O laço da asfixia ao apertar só está a agravar um nível de vida que, para a larga maioria, se torna insustentável. Sim, erros foram cometidos, mas nem todos que hoje vivem num estado misto de stress pós traumático com o mais puros dos medos, terão cometido os erros que os doutos comentadores, analistas e eminentes figuras deste país atiram como argumento para o "ai aguenta, aguenta".
Ao discutir isto hoje com um amigo, perguntava-lhe o que é que esperava o Governo, a UE, a banca estrangeira, ou a Troika conseguir em 6 meses. Que uma onda de esfaimados, revoltados pela desesperança, invadissem as ruas, e atacassem quem mexesse?
O que ele me respondeu foi que, na sua opinião, externamente, em 6 meses, era expectável criar emprego, com salários muito mais baixos e por ai estimular timidamente a economia, com as pessoas agradecidas a aceitarem placidamente um emprego, ainda que numa situação económica mais desvantajosa, e a trabalhar mais (produtividade) e bem (com qualidade europeia).
Ambos concordamos que isto é uma expectativa demasiado optimista. Além de eticamente ser prova provada que esta crise, como desde 2008, quando rebentaram os "mercados" nos EUA, é uma crise de valores, muito antes de chegar a crise financeira.

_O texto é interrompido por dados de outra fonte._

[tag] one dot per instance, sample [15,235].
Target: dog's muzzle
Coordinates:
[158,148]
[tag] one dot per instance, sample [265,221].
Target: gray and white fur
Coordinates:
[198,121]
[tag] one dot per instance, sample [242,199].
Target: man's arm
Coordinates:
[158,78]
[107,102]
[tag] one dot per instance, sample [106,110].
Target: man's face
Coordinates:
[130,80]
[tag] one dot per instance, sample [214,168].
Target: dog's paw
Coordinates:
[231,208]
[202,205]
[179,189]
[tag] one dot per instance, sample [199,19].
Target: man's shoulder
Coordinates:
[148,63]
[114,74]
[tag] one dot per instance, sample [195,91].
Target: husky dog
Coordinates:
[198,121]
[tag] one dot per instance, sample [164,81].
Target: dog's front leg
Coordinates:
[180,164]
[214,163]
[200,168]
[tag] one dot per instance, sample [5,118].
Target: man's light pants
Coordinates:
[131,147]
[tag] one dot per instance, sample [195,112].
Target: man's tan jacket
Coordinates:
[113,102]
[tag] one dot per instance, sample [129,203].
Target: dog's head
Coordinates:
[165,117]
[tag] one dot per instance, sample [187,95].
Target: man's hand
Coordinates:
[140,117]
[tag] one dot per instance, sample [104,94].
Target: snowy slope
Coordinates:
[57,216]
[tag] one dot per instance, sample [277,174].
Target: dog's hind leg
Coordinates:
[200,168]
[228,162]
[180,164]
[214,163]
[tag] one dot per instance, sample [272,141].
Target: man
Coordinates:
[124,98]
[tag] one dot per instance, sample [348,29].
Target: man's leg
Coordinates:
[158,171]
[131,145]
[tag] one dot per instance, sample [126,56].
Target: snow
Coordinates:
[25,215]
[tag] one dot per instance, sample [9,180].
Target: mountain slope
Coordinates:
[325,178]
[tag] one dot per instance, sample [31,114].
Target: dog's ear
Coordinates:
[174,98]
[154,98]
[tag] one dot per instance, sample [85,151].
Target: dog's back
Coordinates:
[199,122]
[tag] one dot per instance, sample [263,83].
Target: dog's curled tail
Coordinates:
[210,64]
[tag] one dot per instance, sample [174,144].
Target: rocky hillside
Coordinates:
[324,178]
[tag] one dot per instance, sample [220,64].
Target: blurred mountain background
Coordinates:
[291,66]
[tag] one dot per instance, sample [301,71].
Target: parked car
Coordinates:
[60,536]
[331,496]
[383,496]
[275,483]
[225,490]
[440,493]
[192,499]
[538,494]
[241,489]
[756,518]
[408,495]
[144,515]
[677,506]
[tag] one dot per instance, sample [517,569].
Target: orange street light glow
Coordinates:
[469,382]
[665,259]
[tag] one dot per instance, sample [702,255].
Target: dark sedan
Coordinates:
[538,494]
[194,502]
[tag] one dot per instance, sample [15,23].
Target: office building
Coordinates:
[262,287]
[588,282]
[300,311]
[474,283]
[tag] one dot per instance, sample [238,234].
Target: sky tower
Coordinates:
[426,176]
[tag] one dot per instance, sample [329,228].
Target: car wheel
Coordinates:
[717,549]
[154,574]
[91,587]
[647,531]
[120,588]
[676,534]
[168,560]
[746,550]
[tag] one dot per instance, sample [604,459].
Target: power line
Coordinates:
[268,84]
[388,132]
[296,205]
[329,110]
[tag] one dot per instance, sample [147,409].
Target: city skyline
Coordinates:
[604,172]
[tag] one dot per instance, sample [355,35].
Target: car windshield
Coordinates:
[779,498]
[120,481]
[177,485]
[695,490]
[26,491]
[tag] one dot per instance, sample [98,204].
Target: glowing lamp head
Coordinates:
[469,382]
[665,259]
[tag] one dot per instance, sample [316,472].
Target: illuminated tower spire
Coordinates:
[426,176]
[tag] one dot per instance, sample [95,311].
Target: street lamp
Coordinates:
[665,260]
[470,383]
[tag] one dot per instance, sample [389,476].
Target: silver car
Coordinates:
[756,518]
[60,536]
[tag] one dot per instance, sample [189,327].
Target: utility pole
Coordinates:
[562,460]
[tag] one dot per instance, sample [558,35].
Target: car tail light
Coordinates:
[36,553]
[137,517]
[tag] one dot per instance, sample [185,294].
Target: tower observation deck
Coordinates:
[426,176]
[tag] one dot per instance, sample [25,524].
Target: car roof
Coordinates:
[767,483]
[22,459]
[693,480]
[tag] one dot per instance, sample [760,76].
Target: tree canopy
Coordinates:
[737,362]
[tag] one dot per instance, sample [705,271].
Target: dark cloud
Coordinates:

E não vai acontecer. As pessoas lembram-se demasiado bem da vida que tiveram no passado recente. Se foi inflaccionada por manias de grandeza e crédito fácil (crédito, note-se, que agradava a todos, a quem recebia, a quem dava, a quem alimentava desde fora, e aos que vendiam bens e serviços à custa desse crédito), se foi resultado de uma situação confortável que tinham (period), lembram-se e não é liquido que vão aceitar a "esmola" só porque sim.
Sobretudo quando os sacrifícios recaem só de um lado, quando quem gere o país, e alguns co-adjuvantes que atiram soundbytes nas rádios e TVs, destilam insensibilidades e apontam o dedo acusador mas à noite regressam ao aconchego do lar catita na zona chique e veraneiam no Algarve do costume. A Banca foi salva à custa dos sacrifícios de todos nós e como paga disso, a mesma Banca não apoia empresas locais, não as ajuda a manter-se (mesmo que exigisse planos de gestão mais exigentes, por exemplo) nem é flexível perante as situações individuais. Nós salvámos os bancos, os bancos salvos estão agora a assegurar que os seus accionistas e administrações saem o menos possível beliscados desta "chatice". Quid pro quo?! Qu'é lá isso?
Se é verdade que as pessoas estão apreensivas e tensas quanto ao dia a dia, também é verdade que não é por isso que, e de novo generalizando, estejam a dar o extra mile. Muito pelo contrário: enquanto consumidora, enquanto cliente, e até de uma perspectiva profissional, o que vejo/lido são níveis de desmotivação, baixa afiliação e, gradualmente, com a (ainda) maior degradação dos salários, mais difícil será mudar o rumo das coisas. Há um desanimo generalizado, e não estando a advogar a atitude, constatando apenas um facto, dificilmente assim se conseguirá produtividade e qualidade almejada, a baixos preços.
E com o fosso a alargar-se entre os que "têm" (pouco, alguma coisa e mesmo muito) e os que "não têm" (sejamos honestos, é isto que está a acontecer, cada vez mais), o que acontecerá quando as pessoas se rebelarem e saltarem às ruas, à séria? Com os cortes na Segurança, estamos preparados para no nosso conforto burguês sentirmos na pele este pavor? O pavor que vimos nos olhos de tantas pessoas anónimas que se olharmos bem nos fará arrepiar?
O que nos espera, a sério?
Estamos preparados?
Conscientes? Cientes de que todos precisamos de ajudar e de ser ajudados e que não podemos contar com o Estado porque o Governo o retirou de campo?